Many cities offer baby-sitting or child-care classes that cover crises management. The Jackson Madison County General hospital offers a monthly class on basic child-care and babysitting. The national Safe Sitter organization was created to ensure young sitters know CPR and first aid. Check out Safesitter.org for information on possible problem-solving and tips for new sitters.
Before the client leaves, they should tell their children, in front of the sitter, that he or she is in charge and should get the same respect the parent does. This can ward off the “You’re not my mother!” come-back later. Also, make sure to get all the possible emergency information from the clients before they leave: cell, pager, work and neighbor phone numbers, local poison control, etc. Do a walk-through of the house and yard to be clear about the house-rules and off-limits areas.
Young sitters should never take a job unless they and their parents know the family. Clients have no problem checking references on a person who will take care of their children and the sitter shouldn’t hesitate to check references on any family they are not familiar with. Talk to your teen about potential problem situations and how to avoid them, like a request for an overnight job or a client who consistently arrives home late or inebriated.
Set Up A Password
This is a good idea for any situation, but is essential for young sitters. Pick a password or phrase and tell all emergency contacts your child would call if you were not available. For example, let’s say your 14-year-old daughter is babysitting a new family and feels uncomfortable with the presence of a much older sibling, a creepy neighbor or if the client who is supposed to bring her home arrives drunk.
She may be unable to make a private phone-call, but a simple, “Hey Mom – I forgot to feed the cat today.” will only sound unusual if you know your family does not have a cat. That’s your cue to immediately pick her up without triggering a potentially hazardous situation.
Take a Kid-Kit
Anne, Mallory and the rest of the Babysitter’s Club may have gotten themselves into a few scrapes, but they also knew one basic principle: other people’s toys are more fun than your own.
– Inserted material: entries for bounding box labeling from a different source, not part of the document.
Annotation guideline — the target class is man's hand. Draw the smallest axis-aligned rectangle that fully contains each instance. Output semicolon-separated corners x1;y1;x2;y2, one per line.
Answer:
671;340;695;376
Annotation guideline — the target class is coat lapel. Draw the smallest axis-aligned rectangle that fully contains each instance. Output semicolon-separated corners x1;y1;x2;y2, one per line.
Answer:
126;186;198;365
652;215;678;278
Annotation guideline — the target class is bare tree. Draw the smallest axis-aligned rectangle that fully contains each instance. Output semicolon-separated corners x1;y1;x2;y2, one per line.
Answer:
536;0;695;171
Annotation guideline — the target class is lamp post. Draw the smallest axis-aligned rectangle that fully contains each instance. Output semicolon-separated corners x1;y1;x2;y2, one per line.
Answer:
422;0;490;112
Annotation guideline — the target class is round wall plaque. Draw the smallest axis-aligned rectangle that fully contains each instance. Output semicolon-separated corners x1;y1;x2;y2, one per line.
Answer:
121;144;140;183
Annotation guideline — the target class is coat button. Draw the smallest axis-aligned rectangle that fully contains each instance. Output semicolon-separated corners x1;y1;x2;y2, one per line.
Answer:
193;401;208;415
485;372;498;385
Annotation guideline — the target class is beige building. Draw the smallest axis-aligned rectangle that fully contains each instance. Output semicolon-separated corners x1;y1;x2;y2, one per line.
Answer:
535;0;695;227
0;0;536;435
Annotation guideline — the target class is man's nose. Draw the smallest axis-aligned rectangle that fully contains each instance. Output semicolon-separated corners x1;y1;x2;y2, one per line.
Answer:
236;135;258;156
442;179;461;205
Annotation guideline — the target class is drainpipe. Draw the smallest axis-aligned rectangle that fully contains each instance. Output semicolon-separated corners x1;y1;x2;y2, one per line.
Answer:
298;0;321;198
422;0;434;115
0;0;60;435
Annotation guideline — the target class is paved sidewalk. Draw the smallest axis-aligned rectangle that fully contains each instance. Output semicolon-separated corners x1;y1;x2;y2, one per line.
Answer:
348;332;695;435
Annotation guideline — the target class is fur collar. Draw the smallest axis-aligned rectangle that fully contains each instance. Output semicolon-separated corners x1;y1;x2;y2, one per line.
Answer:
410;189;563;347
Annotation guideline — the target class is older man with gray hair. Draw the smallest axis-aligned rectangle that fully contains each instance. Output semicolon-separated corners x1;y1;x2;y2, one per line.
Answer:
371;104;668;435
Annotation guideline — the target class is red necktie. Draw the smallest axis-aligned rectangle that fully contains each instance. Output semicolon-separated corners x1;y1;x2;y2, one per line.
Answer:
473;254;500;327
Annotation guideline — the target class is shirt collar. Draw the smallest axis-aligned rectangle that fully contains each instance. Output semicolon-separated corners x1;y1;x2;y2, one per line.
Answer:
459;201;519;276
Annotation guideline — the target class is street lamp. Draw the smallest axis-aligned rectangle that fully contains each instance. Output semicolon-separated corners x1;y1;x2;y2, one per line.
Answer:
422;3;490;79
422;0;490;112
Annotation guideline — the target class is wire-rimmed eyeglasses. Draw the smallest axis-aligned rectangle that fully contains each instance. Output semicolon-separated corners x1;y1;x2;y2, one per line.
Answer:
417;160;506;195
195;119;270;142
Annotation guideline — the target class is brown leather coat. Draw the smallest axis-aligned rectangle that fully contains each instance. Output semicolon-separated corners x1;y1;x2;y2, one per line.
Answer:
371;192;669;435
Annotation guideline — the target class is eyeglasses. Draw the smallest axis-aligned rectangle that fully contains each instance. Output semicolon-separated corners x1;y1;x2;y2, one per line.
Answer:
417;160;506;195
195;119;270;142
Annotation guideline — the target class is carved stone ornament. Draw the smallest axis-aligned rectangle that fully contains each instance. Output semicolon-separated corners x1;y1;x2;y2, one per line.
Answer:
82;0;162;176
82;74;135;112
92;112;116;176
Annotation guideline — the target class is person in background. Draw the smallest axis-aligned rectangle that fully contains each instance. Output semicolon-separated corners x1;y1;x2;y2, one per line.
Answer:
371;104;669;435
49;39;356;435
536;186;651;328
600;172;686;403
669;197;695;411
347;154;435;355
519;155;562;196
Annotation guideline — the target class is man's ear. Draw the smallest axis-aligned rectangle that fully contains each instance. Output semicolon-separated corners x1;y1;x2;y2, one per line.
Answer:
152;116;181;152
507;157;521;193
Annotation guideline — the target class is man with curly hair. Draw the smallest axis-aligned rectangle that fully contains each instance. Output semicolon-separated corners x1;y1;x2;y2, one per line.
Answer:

In the series, each character carried a Kid-Kit to their babysitting jobs. The decorated box contained small, inexpensive, age-appropriate toys for each charge: coloring books, sparkly crayons, reading books, stuffed animals. This is especially a good idea for charges who aren’t used to being away from Mom and Dad yet. A new toy can soften the fright of staying with a new face.
Babysitting will not be easy, but it should be fun. Be creative and give the children some fun experiences with a new friend.